Hay situaciones que ponen a dura prueba nuestra capacidad de aguante. Si se suceden, uno tras otro, hechos que duelen, que molestan, que obstaculizan nuestros proyectos y nos arrastran a afrontar cosas que desagradan, es fácil que el corazón quede desgastado y perdamos el control de nuestros nervios.
En otras ocasiones, no se trata de un alud de imprevistos y de contratiempos, sino del goteo, día a día, de algo o de alguien que nos martillea, que nos hostiga, que nos interrumpe, que nos molesta. Al final, llega la gota fatídica, y el vaso se desborda.
Luego nos arrepentimos. La rabia explotó contra el último que vino a llamar nuestra puerta, o contra un pobre amigo que simplemente quería preguntarnos cómo estábamos, o contra un extraño que al tropezar nos dio un empujón sin mayores consecuencias pero al que maltratamos con palabras fuertes, incluso quizá con insultos graves.
La virtud de la paciencia existe precisamente para esos casos. Porque no hay paciencia verdadera cuando el tren llega a tiempo, cuando la comida está lista, cuando la electricidad no falla, cuando las llamadas telefónicas entran en los mejores momentos y desde las personas que más amamos.
La verdadera paciencia se forja, por lo tanto, cuando el cúmulo de situaciones y el desgaste de la vida exigen un esfuerzo ulterior, un dominio más decisivo sobre los propios sentimientos, para llegar a ser siempre la misma persona: serena, atenta a los demás, dispuesta a ayudar en lo posible, acogedora, con un corazón capaz de perdonar.
La paciencia vale para los demás, y vale para uno mismo. Uno de los grandes peligros de la vida consiste en cansarse ante la propia lucha, al descubrir que los defectos siempre son los mismos, al reconocer que no conseguimos quitar ese pecado que tanto desgasta. Surge entonces la tentación (falsa) que nos lleva a pensar que no somos capaces de empezar de nuevo, cuando en realidad tenemos en nuestros corazones energías inmensas de lucha desde una paciencia bien formada.
Por eso Cristo, como Maestro, dijo claramente que sólo con la perseverancia (podríamos decir, con la paciencia) podremos salvar nuestras almas (cf. Lc 21,19).
San Pablo incluye la paciencia entre los frutos del Espíritu Santo (cf. Gal 5,22-23), y habla de ella como parte de la caridad cristiana que está unida al realismo. No somos perfectos; por eso tenemos que soportarnos los unos a los otros con paciencia, humildad y dulzura (cf.

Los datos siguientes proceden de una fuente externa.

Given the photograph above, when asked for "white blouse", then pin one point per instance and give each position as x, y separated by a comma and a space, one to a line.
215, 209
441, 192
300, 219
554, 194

Ef 4,2). A la hora de describir la caridad, Pablo no duda en poner, como primera característica, la paciencia (cf. 1Cor 13,4).
San Agustín, en el siglo V, explicaba que la paciencia nos permite soportar los males con un ánimo tranquilo. Por su parte, santo Tomás de Aquino la colocaba en relación con la fortaleza, y también la presentaba como virtud que ayuda a vencer la tristeza, esa que paraliza y destruye tantas intenciones buenas.
Hoy, como cada día, afrontaremos situaciones pequeñas o grandes que nos exigirán usar nuestra paciencia. Si tenemos una actitud serena, si confiamos en Dios que siempre está a nuestro lado, si no dejamos que los golpes desgasten nuestro corazón, si acudimos a la confesión tantas veces cuantas sean necesarias, podremos dar un nuevo paso hacia la conquista de esta virtud.
Con la paciencia a nuestro lado trabajaremos con más entusiasmo en los deberes de cada día, sembraremos de paz y de serenidad un mundo demasiado lleno de tensiones y muy necesitado de almas magnánimas, buenas, y muy pacientes.